When the Disease I Knew Introduced Me to the Disease I Feared


My journey with Crohn’s has been a long and winding experience. Not only has it taken a physical and mental toll on me, but I’ve suffered with it for the majority of my life. I was diagnosed at 10 years old when the only care I should have had was which backpack to get for the new school year. Instead, my parents and I were saddled with medications, procedures and doctors’ visits to squeeze in before fall came and the bell rang.

Aside from the difficult nature and logistics of my condition, my age excluded me from learning additional details of the disease. There were other factors of Crohn’s that I was not privy to as I was just a kid. Every piece of information was filtered. I was just there for the ride and when new problems arose, we listened intently as the doctor explained. As I grew and faced new challenges in my everyday life, my disease became somewhat forgiving. I essentially breezed throughout middle school and my freshman year of high school. I wasn’t technically in remission but it was something I was happy to accept.

The tide began to turn between my freshman and sophomore year of high school. I became angry. Then I became sad.

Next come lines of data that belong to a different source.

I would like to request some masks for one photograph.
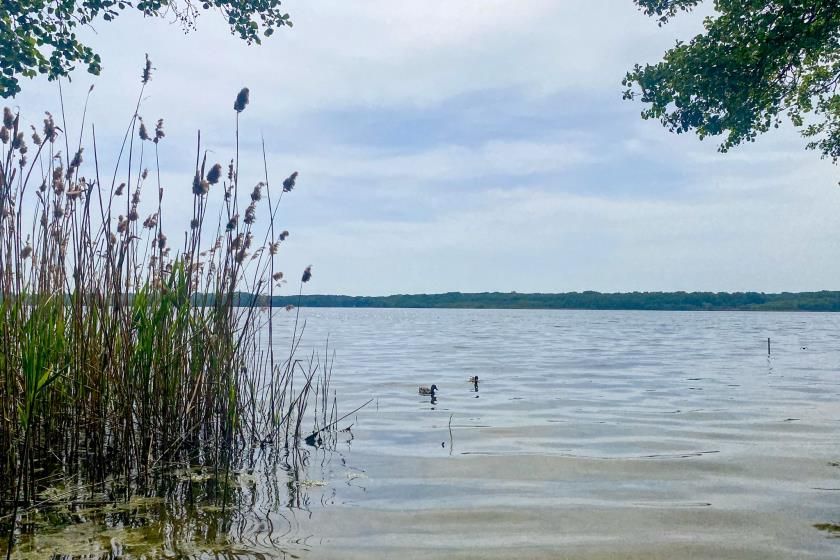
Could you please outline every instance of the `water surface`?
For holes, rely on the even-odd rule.
[[[277,330],[288,333],[293,318],[279,314]],[[323,354],[327,338],[336,352],[341,411],[373,402],[341,422],[349,429],[336,452],[313,451],[306,480],[243,473],[247,507],[221,530],[212,512],[152,515],[156,553],[840,557],[838,315],[303,309],[301,318],[301,356]],[[287,340],[276,348],[286,352]],[[467,382],[475,375],[477,388]],[[432,383],[436,402],[417,390]],[[87,529],[102,549],[116,541],[131,555],[124,534]]]
[[[375,397],[316,557],[840,556],[837,315],[304,315],[343,406]]]

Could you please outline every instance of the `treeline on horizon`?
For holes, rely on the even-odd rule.
[[[267,297],[240,294],[240,305],[267,306]],[[274,296],[281,307],[381,307],[452,309],[601,309],[652,311],[840,311],[840,291],[782,292],[482,292],[390,296]]]

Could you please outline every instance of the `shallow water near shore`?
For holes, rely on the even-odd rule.
[[[236,473],[226,517],[150,500],[25,536],[18,557],[840,556],[838,315],[301,317],[301,355],[336,352],[340,413],[373,398],[334,452],[296,481]]]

My friends and I were growing apart and I was tired of watching my brother and sister live their lives with social events, while I was stuck at home playing Gamecube games. I thought I could explain it away. Yet, all of a sudden, I didn’t want to get out of bed. I didn’t want to open the curtains in my room. I was in the fall semester of my sophomore year and my grades began to fall. I hit the bottom fast. I started hurting myself.

Misery was my best friend and my enemy. It came in the form of a broken piece of glass and the upstairs toilet. I started getting nauseous while going to the bathroom. My stomach started to ache once more. I was scared out of my mind.

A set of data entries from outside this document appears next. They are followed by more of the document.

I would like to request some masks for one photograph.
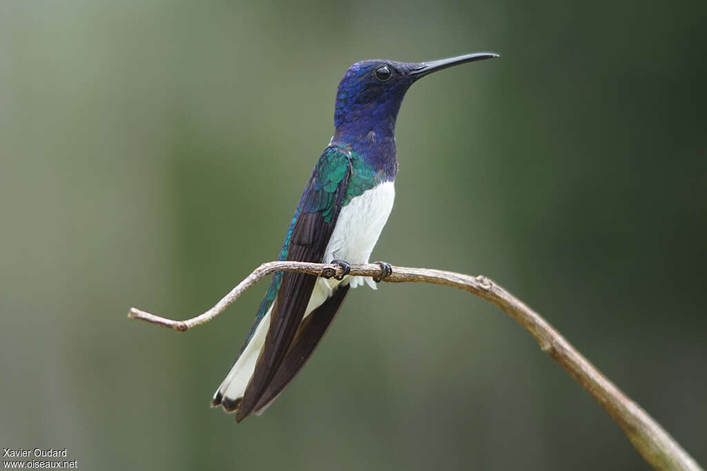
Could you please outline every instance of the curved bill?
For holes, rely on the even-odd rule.
[[[493,59],[500,56],[495,52],[475,52],[474,54],[467,54],[463,56],[450,57],[449,59],[440,59],[438,61],[431,61],[430,62],[422,62],[420,66],[410,71],[410,75],[416,78],[423,77],[432,72],[438,70],[452,67],[460,64],[467,62],[474,62],[475,61],[482,61],[484,59]]]

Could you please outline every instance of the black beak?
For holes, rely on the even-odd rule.
[[[440,59],[438,61],[431,61],[430,62],[422,62],[419,67],[416,67],[410,71],[410,76],[417,79],[426,75],[436,72],[438,70],[451,67],[452,66],[464,64],[466,62],[474,62],[474,61],[482,61],[484,59],[493,59],[500,56],[495,52],[476,52],[474,54],[467,54],[449,59]]]

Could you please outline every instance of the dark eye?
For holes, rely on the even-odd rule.
[[[375,78],[382,82],[385,82],[390,78],[390,69],[387,66],[382,66],[375,69]]]

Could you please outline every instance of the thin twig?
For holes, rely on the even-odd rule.
[[[548,354],[591,394],[619,423],[641,456],[657,470],[701,470],[697,463],[638,404],[624,395],[582,356],[540,315],[502,286],[484,276],[441,270],[393,267],[384,281],[392,283],[423,281],[463,289],[491,303],[515,319],[534,337]],[[245,279],[206,312],[186,320],[173,320],[131,308],[128,317],[184,332],[214,319],[260,279],[278,272],[298,272],[317,277],[343,274],[339,265],[304,262],[269,262],[258,267]],[[375,264],[351,265],[351,276],[378,277]]]

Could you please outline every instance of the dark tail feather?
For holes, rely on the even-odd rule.
[[[320,340],[327,333],[327,330],[344,301],[349,288],[348,284],[345,286],[339,286],[331,298],[305,318],[300,325],[297,337],[292,342],[285,360],[280,365],[274,378],[255,405],[254,410],[259,411],[274,401],[305,366],[319,344]]]

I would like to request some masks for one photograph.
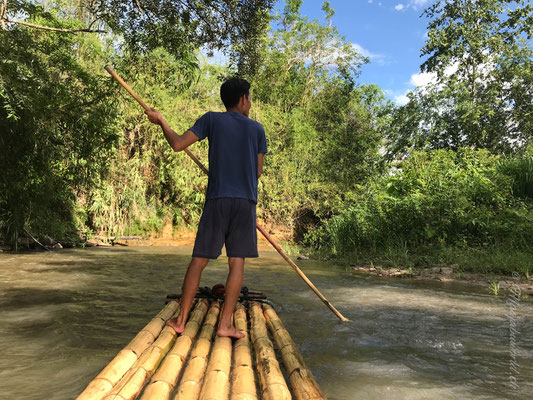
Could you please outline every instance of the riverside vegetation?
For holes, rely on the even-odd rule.
[[[324,23],[302,16],[300,0],[282,10],[266,0],[213,1],[215,12],[178,3],[16,1],[0,10],[5,247],[30,234],[79,242],[196,226],[206,178],[105,75],[111,63],[177,132],[222,111],[223,77],[249,79],[251,117],[269,142],[258,216],[288,227],[306,251],[531,274],[531,5],[434,3],[421,68],[437,80],[397,106],[357,82],[369,60],[335,28],[327,2]],[[20,15],[106,33],[9,22]],[[476,23],[457,23],[466,20]],[[217,49],[225,61],[202,56]],[[207,143],[193,151],[207,161]]]

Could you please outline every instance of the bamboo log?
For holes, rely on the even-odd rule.
[[[77,400],[103,399],[131,369],[139,355],[155,340],[155,337],[159,334],[157,327],[161,326],[162,329],[165,321],[178,310],[178,302],[169,302],[87,385],[85,390],[77,397]]]
[[[263,398],[291,399],[289,388],[281,373],[274,346],[268,337],[263,309],[257,302],[250,304],[251,334]]]
[[[137,398],[175,339],[176,331],[169,326],[165,327],[157,340],[141,354],[133,367],[104,399],[109,400],[113,396],[119,396],[124,400]]]
[[[194,311],[185,325],[185,330],[176,339],[174,346],[168,352],[157,372],[152,376],[150,384],[146,387],[141,400],[169,399],[178,381],[179,374],[185,359],[191,349],[192,341],[198,333],[198,329],[207,312],[207,300],[202,299],[196,303]],[[159,383],[162,382],[162,383]]]
[[[211,349],[211,341],[215,332],[220,303],[213,301],[209,307],[205,322],[192,351],[187,367],[183,371],[174,400],[196,400],[200,396],[207,357]]]
[[[216,336],[207,363],[200,400],[228,400],[231,370],[231,339]]]
[[[233,347],[231,400],[257,400],[246,309],[240,303],[235,309],[234,321],[235,328],[244,333],[244,337],[237,340]]]
[[[270,332],[281,352],[281,359],[289,376],[291,387],[297,400],[326,399],[313,374],[305,365],[298,347],[289,332],[283,326],[276,311],[268,304],[263,304],[264,315]]]

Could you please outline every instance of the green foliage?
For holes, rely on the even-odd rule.
[[[339,255],[399,245],[528,248],[533,204],[513,196],[497,161],[485,150],[413,153],[308,242]]]
[[[58,23],[40,13],[30,21]],[[90,68],[105,57],[100,43],[20,27],[3,33],[2,44],[0,232],[16,247],[24,230],[73,233],[75,194],[105,171],[117,110],[102,75]]]
[[[510,153],[533,141],[533,7],[525,1],[437,1],[422,55],[436,82],[394,115],[389,153],[463,146]]]
[[[489,289],[494,296],[498,296],[500,292],[500,281],[492,281],[489,285]]]
[[[526,154],[502,158],[500,169],[513,179],[515,196],[533,200],[533,147]]]

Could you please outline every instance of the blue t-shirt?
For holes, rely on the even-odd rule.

Ashamed of what I thought to be a disgusting disease, and my lack of self-control, I kept hurting myself. My grades kept dropping. There was nothing worse than feeling lonely, gross and hopeless. I thought I was a lost cause. My depression was swallowing me and the few gasps of air I had left were precious. I searched for reasons outside of my own mind for feeling this way and came up empty. What was going on with me? Why couldn’t I shake this leech off of me?

I slowly began to get better both physically and mentally and pulled myself from the bottom of that gnashing pit. What had I done to achieve this? The answer is… nothing. It just stopped. It was such an unsatisfying conclusion to come to. It was almost as if I simply forgot about it.

The rest of high school went by fairly smoothly. I found my way back to my friends and renewed my interests in my favorite subjects. I started dating my high school sweetheart and formed new friendships. Everything was as peachy as it could be for a high schooler. My graduation night was also the same day as my 18th birthday. There was so much to celebrate! I did have a hard time getting up to the stage because of the massive cyst on the back of my leg. But, eh… who cared? I was 18 and I just graduated high school. Eat my dust!

Except that didn’t really happen. No one “ate my dust” but me. From that time on, I experienced the worst of my disease. I was in and out of the hospital, lost weight and gained weight, other physical symptoms came and went and my mental health was delicate. I thought I’d ditched that monster. When it began to interfere with my college courses, I started to lose faith in myself. What was the point of trying if I was just going to have to keep dropping out because I was sick? I felt like a failure. All of my friends were graduating with degrees and living their dreams while I laid in bed unable to get to school. I never felt so low.

All of the other times I was suffering felt like nothing to me. Even as I started to make my way back to normalcy, I saw no point in reaching for my goals. As soon as I started, I’d just have to quit again. So I settled. The feeling of never getting what I truly wanted crushed me. My brain fog was too heavy, my depression was intimidating and my self-esteem was in the basement with broken stairs and no way back up.

I was 23 years old before I learned that depression and Crohn’s were closely related. Apparently, they go hand in hand. All of the reading I’d done and the doctors I’d seen never clued me in. I was elated yet angry. It wasn’t just me. It was several people living with Crohn’s. It was like I’d seen the light. Finally, I felt like I had a reason behind all of this anguish. I’d been battling my demons for close to a decade before I found any kind of answer. That is not to say that everything suddenly became OK, but I had something tangible. I could point to these studies and anecdotes and say, “Look! They’re just like me.”

Working on myself has never been my strength. I’ve given into my worst impulses too many times to count. Now I have two diseases to conquer.

I have currently been in remission for close to three years now and but I’m still fighting with my mental health. The biggest difference is my awareness surrounding it. I have other Crohnies to turn to. I can hear their stories and ask for their advice. Sometimes I wonder what would’ve happened if I’d made the connection earlier in the life. There are too many possibilities to consider, and who knows? Things could have turned out exactly the same. Every day is a test. Will I wake up and want to die? Am I going to spend most of my day in the bathroom? Or will everything turn out alright? Pass or fail, I know this much. I’m a fighter, I’m still here and I’m becoming OK with that.